Prep eggplant and potatoes

  1. Slice eggplants into 1/2-inch rounds, sprinkle with salt and place on a rack for 30 minutes, then rinse and pat dry.
  2. Brush eggplant slices with olive oil and roast at 200°C (400°F) or pan-fry until golden; set aside on paper towels.
  3. Slice potatoes 1/4 inch thick and par-boil in salted water for 6–8 minutes until just tender, or roast until cooked but firm; drain and set aside.

Make meat sauce

  1. Heat 2 tbsp olive oil in a large skillet over medium heat; add chopped onion and sauté until translucent, about 5–6 minutes.
  2. Add minced garlic and cook 30 seconds, then add ground lamb and brown, breaking up large pieces, about 6–8 minutes.
  3. Stir in tomato paste, tomato sauce, sugar, cinnamon, oregano, salt, and pepper; reduce heat and simmer gently for 15–20 minutes to concentrate flavors.
  4. Taste and adjust seasoning; the sauce should be rich and slightly thickened.
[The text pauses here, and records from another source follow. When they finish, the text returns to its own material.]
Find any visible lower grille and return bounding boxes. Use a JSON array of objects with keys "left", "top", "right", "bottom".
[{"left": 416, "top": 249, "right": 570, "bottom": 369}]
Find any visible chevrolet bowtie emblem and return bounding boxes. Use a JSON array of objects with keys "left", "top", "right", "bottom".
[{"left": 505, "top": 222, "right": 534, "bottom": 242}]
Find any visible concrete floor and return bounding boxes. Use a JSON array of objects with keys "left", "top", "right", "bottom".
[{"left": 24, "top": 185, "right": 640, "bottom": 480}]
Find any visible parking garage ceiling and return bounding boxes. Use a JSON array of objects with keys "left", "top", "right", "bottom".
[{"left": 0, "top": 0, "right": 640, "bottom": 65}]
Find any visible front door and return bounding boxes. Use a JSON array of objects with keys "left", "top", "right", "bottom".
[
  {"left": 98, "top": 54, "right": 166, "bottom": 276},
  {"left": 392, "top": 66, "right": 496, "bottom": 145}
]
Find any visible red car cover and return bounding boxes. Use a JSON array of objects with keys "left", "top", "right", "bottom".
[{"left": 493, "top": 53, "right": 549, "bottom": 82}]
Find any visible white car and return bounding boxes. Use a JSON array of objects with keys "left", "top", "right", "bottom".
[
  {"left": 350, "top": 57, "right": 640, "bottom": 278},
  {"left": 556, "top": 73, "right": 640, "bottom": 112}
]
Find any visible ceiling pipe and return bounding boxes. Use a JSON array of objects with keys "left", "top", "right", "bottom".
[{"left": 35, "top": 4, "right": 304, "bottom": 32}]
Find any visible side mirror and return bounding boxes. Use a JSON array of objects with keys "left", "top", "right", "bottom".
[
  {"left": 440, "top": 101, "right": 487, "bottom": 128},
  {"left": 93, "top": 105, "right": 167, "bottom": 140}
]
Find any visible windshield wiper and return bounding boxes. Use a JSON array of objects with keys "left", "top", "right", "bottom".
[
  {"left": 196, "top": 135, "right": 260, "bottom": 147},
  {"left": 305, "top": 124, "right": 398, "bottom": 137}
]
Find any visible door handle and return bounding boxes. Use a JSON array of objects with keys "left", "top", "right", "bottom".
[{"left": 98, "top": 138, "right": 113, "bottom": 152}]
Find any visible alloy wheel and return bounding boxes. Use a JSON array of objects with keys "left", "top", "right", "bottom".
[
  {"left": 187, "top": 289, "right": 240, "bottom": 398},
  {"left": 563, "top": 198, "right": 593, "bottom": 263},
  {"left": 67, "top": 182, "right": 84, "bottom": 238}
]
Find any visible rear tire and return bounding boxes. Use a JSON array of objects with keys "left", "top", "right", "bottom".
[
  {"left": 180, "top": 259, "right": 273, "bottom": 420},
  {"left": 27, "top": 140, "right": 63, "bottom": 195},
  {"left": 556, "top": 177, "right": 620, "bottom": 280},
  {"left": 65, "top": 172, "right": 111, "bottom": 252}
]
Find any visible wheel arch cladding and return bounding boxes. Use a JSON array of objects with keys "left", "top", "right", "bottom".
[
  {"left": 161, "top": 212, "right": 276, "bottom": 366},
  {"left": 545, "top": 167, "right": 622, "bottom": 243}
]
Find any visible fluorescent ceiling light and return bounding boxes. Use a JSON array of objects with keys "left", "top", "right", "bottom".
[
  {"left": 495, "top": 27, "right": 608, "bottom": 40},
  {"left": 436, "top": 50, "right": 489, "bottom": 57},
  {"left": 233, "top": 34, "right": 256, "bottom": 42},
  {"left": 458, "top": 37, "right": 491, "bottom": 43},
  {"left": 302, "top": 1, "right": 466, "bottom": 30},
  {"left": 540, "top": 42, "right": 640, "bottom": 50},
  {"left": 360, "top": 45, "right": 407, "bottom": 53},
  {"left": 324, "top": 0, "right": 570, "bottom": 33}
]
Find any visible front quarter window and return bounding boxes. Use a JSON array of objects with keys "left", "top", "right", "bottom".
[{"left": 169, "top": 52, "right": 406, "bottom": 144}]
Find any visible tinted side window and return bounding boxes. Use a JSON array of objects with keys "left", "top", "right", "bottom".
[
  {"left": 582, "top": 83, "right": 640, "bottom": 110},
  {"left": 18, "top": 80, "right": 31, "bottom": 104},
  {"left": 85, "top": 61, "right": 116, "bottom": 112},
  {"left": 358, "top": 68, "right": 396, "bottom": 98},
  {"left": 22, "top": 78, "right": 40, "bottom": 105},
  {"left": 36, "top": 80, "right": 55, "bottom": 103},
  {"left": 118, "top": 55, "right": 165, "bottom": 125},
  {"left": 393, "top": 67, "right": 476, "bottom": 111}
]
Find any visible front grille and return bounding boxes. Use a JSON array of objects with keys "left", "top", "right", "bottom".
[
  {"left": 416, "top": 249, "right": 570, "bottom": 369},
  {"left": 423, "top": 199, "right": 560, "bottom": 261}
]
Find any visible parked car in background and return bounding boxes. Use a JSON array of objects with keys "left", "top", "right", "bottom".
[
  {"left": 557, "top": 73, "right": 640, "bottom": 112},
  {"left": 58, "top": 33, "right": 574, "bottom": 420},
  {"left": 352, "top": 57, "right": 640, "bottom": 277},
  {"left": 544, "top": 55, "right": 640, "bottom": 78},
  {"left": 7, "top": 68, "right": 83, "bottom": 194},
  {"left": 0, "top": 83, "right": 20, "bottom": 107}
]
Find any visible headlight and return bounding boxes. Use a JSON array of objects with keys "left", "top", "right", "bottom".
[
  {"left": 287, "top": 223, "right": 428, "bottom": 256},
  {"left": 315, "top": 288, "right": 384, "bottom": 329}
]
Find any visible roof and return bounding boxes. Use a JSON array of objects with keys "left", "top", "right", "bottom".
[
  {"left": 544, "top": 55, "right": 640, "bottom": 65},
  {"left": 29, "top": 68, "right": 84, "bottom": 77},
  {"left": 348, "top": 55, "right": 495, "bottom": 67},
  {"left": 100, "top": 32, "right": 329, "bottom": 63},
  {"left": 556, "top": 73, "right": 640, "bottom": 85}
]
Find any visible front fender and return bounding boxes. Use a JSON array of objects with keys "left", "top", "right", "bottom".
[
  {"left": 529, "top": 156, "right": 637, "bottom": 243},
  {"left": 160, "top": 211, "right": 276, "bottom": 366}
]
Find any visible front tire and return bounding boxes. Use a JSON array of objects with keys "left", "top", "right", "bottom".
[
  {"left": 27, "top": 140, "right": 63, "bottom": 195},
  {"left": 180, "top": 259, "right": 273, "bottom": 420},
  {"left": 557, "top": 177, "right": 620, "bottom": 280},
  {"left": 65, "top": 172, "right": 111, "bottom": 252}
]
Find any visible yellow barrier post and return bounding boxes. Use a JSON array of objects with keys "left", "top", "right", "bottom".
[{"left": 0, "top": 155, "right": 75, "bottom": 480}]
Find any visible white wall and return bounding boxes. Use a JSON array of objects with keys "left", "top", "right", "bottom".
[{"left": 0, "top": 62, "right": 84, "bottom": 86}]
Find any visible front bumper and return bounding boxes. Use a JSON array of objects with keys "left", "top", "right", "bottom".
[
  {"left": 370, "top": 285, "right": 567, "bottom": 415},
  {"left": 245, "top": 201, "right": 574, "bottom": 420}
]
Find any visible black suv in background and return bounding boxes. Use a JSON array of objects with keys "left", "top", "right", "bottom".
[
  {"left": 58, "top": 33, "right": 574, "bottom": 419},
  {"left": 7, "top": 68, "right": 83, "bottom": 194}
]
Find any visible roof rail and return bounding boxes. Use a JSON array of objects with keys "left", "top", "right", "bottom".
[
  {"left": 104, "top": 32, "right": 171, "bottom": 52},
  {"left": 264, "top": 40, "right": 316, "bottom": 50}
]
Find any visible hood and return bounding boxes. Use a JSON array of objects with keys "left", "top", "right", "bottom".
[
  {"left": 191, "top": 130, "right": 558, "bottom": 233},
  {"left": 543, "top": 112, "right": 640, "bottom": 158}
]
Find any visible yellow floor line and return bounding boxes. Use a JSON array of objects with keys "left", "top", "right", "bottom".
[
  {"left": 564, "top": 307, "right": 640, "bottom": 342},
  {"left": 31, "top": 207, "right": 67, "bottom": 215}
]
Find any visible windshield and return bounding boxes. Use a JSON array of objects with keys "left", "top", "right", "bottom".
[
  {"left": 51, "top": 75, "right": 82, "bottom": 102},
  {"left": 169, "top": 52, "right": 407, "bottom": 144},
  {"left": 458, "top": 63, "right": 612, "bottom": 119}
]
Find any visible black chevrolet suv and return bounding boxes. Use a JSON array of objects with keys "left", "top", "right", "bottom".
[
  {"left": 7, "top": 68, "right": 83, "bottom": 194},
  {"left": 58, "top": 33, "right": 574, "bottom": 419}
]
Remove from heat and set aside.

Prepare béchamel

  1. Melt butter in a saucepan over medium heat. Whisk in flour and cook for 1–2 minutes to form a blond roux.
  2. Gradually whisk in warm milk, ensuring no lumps form, and simmer gently until the sauce thickens to a coat-the-spoon consistency, about 6–8 minutes.
  3. Remove from heat; stir in grated parmesan, nutmeg, salt and pepper. Temper and whisk in beaten egg yolks until smooth.
  4. If the béchamel becomes too thick, thin with a splash of warm milk to reach a pourable but thick consistency.

Assemble and bake

  1. Preheat oven to 180°C (350°F). Lightly butter a 9x13 inch (or similar) baking dish and sprinkle breadcrumbs on the base.
  2. Arrange a single layer of potato slices on the base, then a layer of roasted eggplant, pressing gently to fit.
  3. Spread the lamb tomato sauce evenly over the vegetables, then add another layer of eggplant to cover the meat.
  4. Pour the béchamel over the top, smoothing to cover the surface, and sprinkle extra grated parmesan if desired.
  5. Bake in the preheated oven for 40–50 minutes until the top is deeply golden and the filling is bubbling at the edges.
  6. Remove and let rest at room temperature for 15–20 minutes before slicing to allow the layers to set for clean servings.

Nutrition

Servings
6
Serving size (imperial)
10.6 oz
NutrientPer servingPer 100 gTotal (6 servings)
Calories750 kcal250 kcal4,500 kcal
Protein35 g11.7 g210 g
Fat50 g16.7 g300 g
Carbs40 g13.3 g240 g

Tips

  • Salt and drain eggplant to remove bitterness and excess moisture before cooking for best texture.
  • Brown the meat well and simmer the sauce until thickened to prevent a watery casserole.
  • Rest moussaka 15–20 minutes after baking; serve warm with a simple salad and lemon wedges.